- The State Department is targeting birth tourism networks globally to prevent applicants from exploiting the U.S. visa system.
- Consular officers must deny B visas if an applicant’s primary purpose is obtaining citizenship through childbirth.
- Applicants seeking medical care must prove financial capacity and show pre-arranged treatment plans to secure approval.
(UNITED STATES) — The State Department said it is acting “around the world” to stop birth tourism, dismantle related networks and target applicants who seek a U.S. visa mainly to give birth in the United States so a child obtains citizenship.
“The State Department is taking action around the world to stop this abuse, dismantle birth tourism networks, and hold accountable those who try to scam our system,” the department said.
The action rests on the current birth-tourism rule in the B visa regulations, a change that took effect on January 24, 2020. Under that rule, consular officers must deny a B visa if they have reason to believe an applicant’s primary purpose is to give birth in the United States to secure U.S. citizenship for the child.
U.S. consular officers overseas apply the rule. It covers B nonimmigrant visa applicants suspected of birth tourism and also reaches applicants who seek entry for medical care.
That dual structure has shaped the rule since it took effect. One part addresses travel centered on childbirth, while the other governs medical-treatment cases by requiring applicants to show they have arranged treatment and can pay for it.
The State Department said consular officers had seen “an increasing number of B visa applicants whose stated primary purpose of travel is to give birth in the United States.” The department said the rule was intended to address birth tourism.
The measure does not extend to every foreign national who enters the United States for short visits. It does not apply to the 39 countries in the Visa Waiver Program.
That exclusion leaves the rule focused on people who need a B visa rather than travelers who enter under the waiver system. In practice, the screening falls to consular officers during overseas visa adjudications, not to a separate domestic review process described in the materials provided here.
The standard built into the rule turns on purpose. A consular officer does not deny a B visa simply because an applicant is pregnant; the rule directs denial when the officer has reason to believe the applicant’s primary purpose is to give birth in the United States to obtain citizenship for the child.
Medical-treatment applicants face a different burden under the same framework. They must show they have made arrangements for treatment and that they can pay for it, placing financial capacity and documented planning at the center of those cases.
The State Department’s statement frames the issue in enforcement terms, pairing the visa rule with a broader crackdown on what it described as abuse and organized networks. Its language goes beyond individual visa denials, pointing to an effort to dismantle birth tourism operations and hold participants accountable.
No later policy in the provided materials replaces the January 24, 2020 rule. The policy remains in effect in those materials, preserving the same consular standard for B visa cases tied to birth tourism and the same documentary demands for applicants who seek medical care.
The overlap between those two categories matters because both sit inside the same B visa framework. One applicant may be assessed on whether childbirth is the main reason for travel, while another must document treatment plans and payment ability; both decisions rest with officers overseas applying the same regulatory amendment.
State Department officials have tied the rule to a pattern they said consular posts were already seeing before the amendment took effect. Their description of “an increasing number of B visa applicants whose stated primary purpose of travel is to give birth in the United States” remains the clearest explanation in the provided materials for why the department adopted the rule and why it continues to enforce it.
The result is a policy that draws a sharp line inside the visitor visa system. Applicants whose primary purpose is childbirth in the United States fall on one side of that line and face denial, while applicants seeking medical treatment must clear another by proving arrangements and payment ability.
Birth tourism has long sat at the intersection of immigration screening and citizenship law, but the current State Department rule does not attempt to rewrite citizenship standards.
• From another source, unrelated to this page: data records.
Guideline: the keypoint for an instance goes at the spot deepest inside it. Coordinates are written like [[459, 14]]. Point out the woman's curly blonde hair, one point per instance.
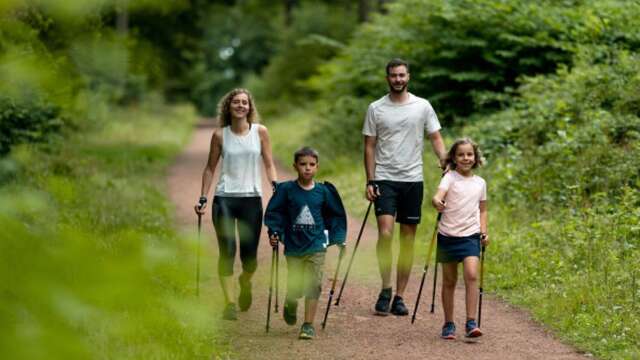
[[224, 107]]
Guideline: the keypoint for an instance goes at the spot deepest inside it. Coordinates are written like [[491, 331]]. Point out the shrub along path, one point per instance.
[[353, 331]]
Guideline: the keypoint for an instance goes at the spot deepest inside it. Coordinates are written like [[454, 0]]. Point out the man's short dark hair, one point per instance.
[[397, 62], [305, 151]]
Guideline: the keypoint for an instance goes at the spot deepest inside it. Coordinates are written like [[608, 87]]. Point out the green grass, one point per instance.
[[92, 266]]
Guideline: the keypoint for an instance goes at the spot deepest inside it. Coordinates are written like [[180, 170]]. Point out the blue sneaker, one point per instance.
[[289, 313], [449, 331], [307, 332], [472, 329]]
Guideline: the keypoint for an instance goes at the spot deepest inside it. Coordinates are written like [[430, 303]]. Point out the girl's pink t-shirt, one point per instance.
[[461, 215]]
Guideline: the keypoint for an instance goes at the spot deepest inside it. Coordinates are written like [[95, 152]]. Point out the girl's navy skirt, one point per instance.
[[455, 249]]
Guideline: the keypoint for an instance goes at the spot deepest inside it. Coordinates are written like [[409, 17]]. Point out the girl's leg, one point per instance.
[[224, 225], [471, 266], [310, 307], [449, 279]]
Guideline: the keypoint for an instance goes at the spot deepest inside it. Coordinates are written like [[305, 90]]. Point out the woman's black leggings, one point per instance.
[[248, 213]]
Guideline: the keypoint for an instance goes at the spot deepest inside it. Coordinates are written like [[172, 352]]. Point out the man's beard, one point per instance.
[[393, 90]]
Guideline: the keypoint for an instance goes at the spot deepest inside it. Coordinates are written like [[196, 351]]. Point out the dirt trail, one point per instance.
[[353, 332]]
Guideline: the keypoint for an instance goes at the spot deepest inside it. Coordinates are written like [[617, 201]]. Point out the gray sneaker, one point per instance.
[[398, 307], [307, 332], [289, 313], [384, 299]]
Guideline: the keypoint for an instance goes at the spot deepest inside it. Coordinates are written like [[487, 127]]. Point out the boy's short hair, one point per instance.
[[395, 63], [305, 151]]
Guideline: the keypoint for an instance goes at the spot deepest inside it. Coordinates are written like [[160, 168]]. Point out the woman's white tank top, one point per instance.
[[240, 175]]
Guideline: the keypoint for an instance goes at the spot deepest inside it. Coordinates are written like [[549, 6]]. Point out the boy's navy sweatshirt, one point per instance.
[[301, 216]]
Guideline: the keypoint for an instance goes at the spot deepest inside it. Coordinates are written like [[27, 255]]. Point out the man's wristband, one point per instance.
[[202, 200]]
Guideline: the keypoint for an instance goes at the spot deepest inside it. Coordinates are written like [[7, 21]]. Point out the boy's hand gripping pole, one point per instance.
[[333, 286], [353, 255], [481, 284], [426, 268]]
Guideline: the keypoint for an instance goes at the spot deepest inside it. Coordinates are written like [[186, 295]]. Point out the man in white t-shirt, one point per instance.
[[394, 131]]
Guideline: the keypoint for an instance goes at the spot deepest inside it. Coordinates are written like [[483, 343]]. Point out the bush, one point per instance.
[[22, 122]]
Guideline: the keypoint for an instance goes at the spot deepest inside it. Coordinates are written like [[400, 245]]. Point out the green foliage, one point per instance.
[[317, 34], [577, 129], [550, 91], [564, 167], [237, 40], [27, 122], [575, 269], [91, 264], [466, 54]]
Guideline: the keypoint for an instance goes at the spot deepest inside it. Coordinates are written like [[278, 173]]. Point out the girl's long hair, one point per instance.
[[224, 107], [451, 155]]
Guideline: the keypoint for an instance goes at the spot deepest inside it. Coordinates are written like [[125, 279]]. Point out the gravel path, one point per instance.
[[353, 331]]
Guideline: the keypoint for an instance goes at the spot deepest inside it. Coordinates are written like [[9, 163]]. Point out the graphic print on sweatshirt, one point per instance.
[[304, 220]]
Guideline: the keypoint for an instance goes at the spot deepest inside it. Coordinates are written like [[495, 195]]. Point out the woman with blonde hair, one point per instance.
[[239, 143]]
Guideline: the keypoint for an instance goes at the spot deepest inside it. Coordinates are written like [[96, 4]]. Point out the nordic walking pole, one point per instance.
[[273, 264], [277, 248], [333, 287], [426, 268], [198, 255], [353, 255], [481, 281], [435, 277], [201, 202]]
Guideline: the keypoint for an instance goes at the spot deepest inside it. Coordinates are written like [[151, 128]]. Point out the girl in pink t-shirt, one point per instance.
[[462, 200]]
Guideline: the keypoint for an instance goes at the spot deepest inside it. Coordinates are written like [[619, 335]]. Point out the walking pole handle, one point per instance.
[[198, 254]]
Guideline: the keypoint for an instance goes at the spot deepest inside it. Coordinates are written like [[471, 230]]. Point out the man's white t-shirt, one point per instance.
[[400, 130], [461, 215]]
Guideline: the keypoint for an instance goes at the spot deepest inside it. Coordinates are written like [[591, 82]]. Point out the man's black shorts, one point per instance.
[[400, 199]]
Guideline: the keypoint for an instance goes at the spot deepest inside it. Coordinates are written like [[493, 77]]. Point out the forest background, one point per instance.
[[98, 96]]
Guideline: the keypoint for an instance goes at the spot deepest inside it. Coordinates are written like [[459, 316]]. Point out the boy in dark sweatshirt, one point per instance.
[[307, 217]]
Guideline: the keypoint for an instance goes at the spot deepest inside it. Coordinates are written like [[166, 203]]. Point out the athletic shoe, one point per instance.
[[398, 307], [382, 305], [307, 332], [471, 329], [449, 331], [289, 313], [230, 312], [244, 299]]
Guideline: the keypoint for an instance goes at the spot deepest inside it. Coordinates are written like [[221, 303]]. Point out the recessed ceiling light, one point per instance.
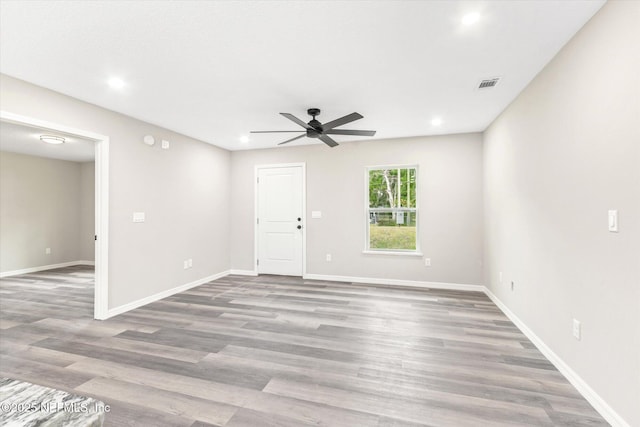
[[50, 139], [116, 83], [471, 18]]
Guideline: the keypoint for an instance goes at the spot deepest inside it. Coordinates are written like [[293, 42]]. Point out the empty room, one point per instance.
[[320, 213]]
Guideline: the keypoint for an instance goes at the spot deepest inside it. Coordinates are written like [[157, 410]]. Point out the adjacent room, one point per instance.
[[337, 213]]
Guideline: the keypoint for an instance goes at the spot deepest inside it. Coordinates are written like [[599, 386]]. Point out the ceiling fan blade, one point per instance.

It uses the B visa process instead, directing consular officers to examine intent before travel begins and to refuse the visa when that intent centers on giving birth in the United States.
That leaves overseas visa interviews as the main point of enforcement described in the materials. Consular officers, not travelers arriving from the 39 countries in the Visa Waiver Program, are the officials charged with applying a rule the State Department says remains in force as it pursues its crackdown on birth tourism networks worldwide.